Kyle and Jen have just lost their mother, and now they are in her rural Pennsylvania house to pack away her things. It says something that neither calls the other by name through the first half of the film, both opting for, “Hey,” which is also the extent of most of their early conversations. They clearly do not get along, and so the grieving process, stoked by the act of going through their mother’s belongings, is a lonely experience for both.
Add to this the fact that one of the siblings took care of their ill mother in the time leading to her death, while the other stayed away out of fear, and the resentment and guilt Kyle and Jen must sift through are as layered as the belongings they pull out of drawers and off shelves.
It probably sounds like several films you’ve seen or novels you’ve read, especially when the siblings discover something surprising in their mother’s computer. But this isn’t a movie about uncovering the secrets of a family’s past, though the characters do find themselves chasing down information and details in an almost screwball sequence in the final act. What makes A Picture of You worth its eighty-two minutes is that it spends its time first keeping its characters kind of mysterious, and then slowly getting us to care about them and their relationship with each other. When two of Jen’s friends show up at the house to help with the cleanup, I expected them to be a distraction from the good Kyle-Jen stuff, but they actually help it along, bringing an element of humor that had mostly been absent.

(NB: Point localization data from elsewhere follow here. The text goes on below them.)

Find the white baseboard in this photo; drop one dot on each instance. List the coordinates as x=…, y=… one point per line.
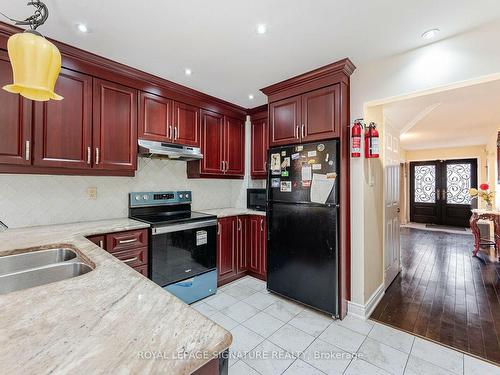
x=364, y=311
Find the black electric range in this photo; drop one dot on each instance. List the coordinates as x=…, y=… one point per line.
x=183, y=243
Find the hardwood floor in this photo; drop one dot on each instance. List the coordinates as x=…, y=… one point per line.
x=445, y=294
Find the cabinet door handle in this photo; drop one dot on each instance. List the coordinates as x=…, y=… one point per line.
x=27, y=150
x=122, y=242
x=130, y=260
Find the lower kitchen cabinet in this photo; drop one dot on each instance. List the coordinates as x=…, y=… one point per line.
x=241, y=248
x=227, y=231
x=131, y=247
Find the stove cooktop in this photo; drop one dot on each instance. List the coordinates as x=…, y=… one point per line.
x=168, y=218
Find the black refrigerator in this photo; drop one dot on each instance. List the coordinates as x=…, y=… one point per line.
x=302, y=210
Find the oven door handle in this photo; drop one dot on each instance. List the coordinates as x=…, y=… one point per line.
x=181, y=227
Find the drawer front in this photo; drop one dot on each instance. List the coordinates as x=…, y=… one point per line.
x=126, y=240
x=98, y=240
x=133, y=257
x=143, y=270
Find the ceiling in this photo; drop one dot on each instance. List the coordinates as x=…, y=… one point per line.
x=467, y=116
x=218, y=40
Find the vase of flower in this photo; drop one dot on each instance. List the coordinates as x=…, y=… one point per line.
x=487, y=196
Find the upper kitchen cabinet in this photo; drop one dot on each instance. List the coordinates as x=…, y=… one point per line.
x=310, y=107
x=259, y=144
x=155, y=118
x=321, y=114
x=313, y=116
x=212, y=128
x=186, y=124
x=15, y=121
x=222, y=146
x=115, y=126
x=165, y=120
x=285, y=120
x=63, y=129
x=234, y=147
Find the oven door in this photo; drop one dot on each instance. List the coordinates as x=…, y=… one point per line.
x=182, y=251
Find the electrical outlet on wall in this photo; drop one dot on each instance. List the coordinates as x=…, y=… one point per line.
x=92, y=192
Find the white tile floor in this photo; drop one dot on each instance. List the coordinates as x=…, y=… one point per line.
x=273, y=336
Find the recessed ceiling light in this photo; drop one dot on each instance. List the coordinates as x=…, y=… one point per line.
x=261, y=28
x=83, y=28
x=429, y=34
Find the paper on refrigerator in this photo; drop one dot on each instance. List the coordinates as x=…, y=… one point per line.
x=321, y=187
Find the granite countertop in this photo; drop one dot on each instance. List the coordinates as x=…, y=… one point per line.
x=232, y=211
x=110, y=320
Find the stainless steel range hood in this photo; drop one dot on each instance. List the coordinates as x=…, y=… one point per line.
x=169, y=150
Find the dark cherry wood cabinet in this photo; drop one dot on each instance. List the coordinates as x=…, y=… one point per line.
x=15, y=121
x=212, y=128
x=259, y=144
x=226, y=249
x=310, y=117
x=186, y=124
x=63, y=129
x=155, y=118
x=321, y=114
x=234, y=147
x=285, y=120
x=131, y=247
x=241, y=247
x=94, y=130
x=98, y=240
x=165, y=120
x=115, y=126
x=223, y=147
x=256, y=246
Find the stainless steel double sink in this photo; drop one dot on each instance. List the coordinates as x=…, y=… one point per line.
x=40, y=267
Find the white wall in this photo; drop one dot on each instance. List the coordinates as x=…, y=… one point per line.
x=27, y=200
x=463, y=57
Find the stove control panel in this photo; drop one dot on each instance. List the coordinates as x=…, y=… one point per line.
x=158, y=198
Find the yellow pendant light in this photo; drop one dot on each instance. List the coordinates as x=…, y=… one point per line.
x=35, y=61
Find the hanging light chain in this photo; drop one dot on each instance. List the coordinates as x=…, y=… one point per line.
x=37, y=19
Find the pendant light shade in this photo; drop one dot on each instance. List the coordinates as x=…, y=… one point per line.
x=36, y=64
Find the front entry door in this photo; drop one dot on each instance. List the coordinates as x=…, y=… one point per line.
x=439, y=191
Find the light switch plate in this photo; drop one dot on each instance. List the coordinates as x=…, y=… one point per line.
x=92, y=193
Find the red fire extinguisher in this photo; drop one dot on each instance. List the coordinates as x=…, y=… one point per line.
x=372, y=145
x=356, y=131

I laughed aloud multiple times, mostly at awkward interactions and silly-but-fitting conversations. There were a couple of moments where I thought, “Oh, no. Not this tired plot device,” but even this film’s direction down overly trodden movie territory is pretty enjoyable. I normally hate marijuana-as-bonding moments in movies, yet here I thought the scene was fun and effective.
The lighting in this film is noticeably well-done, and my appreciation for it is heightened by what feels like a conscious avoidance of soundtrack music (something I admit I am hypersensitive about). Moments are allowed to play out, quietly, paced by the thoughts of characters we are still getting to know, so we take time, while they think about what to say or do next, to notice the slant of sunlight dividing a room in half, or the pattern of shadows made by the forest canopy overhead. I was pleased to discover that the cinematographer is Andrew Reed, who did Quiet City and Cold Weather, two movies whose production I admire.
The acting is at times clunky and at times just right. Andrew Pang as Kyle does a good job of keeping us from seeing, for the first half of the movie, anything to connect with, and sometimes it works well and sometimes it feels like his character’s gestures and mannerisms are from some place far away and long ago. Jo Mei plays Jen as sulky, grouchy, and demanding. When she’s with just Kyle, it’s tough to like her, but in the company of friends or while jogging along around the lake, she seems much more like good people, adding an endearing, bossy physicality that gives the group of characters its center. Teyonah Parris and Lucas Dixon as Jen’s friends bring life to the grouchy siblings, reminding me of a young Rosario Dawson and younger Seth Rogen. Jodi Long, seen only in flashback as the deceased mother, is just beautiful, and viewers familiar only with her role on Sullivan & Son will be in for a little surprise.
I have a friend who has seen so many indie movies that it’s nearly impossible to please him when the indie aesthetic is applied. There are shaky handheld camera moments here that don’t seem to serve any meaningful purpose except to remind you that you’re seeing an indie picture, for example, and I can see how many of lighting decisions might be seen similarly. Such viewers may find not much to love in A Picture of You, but those who appreciate film characters behaving like real people will likely be impressed. Count me among the latter.
8/10 (above average, for good character development, great lighting, and excellent pacing that somehow takes its time and still manages to satisfy at shorter than 90 minutes of runtime)
A Picture of You is playing in theaters. Its release for Video on Demand is October 7.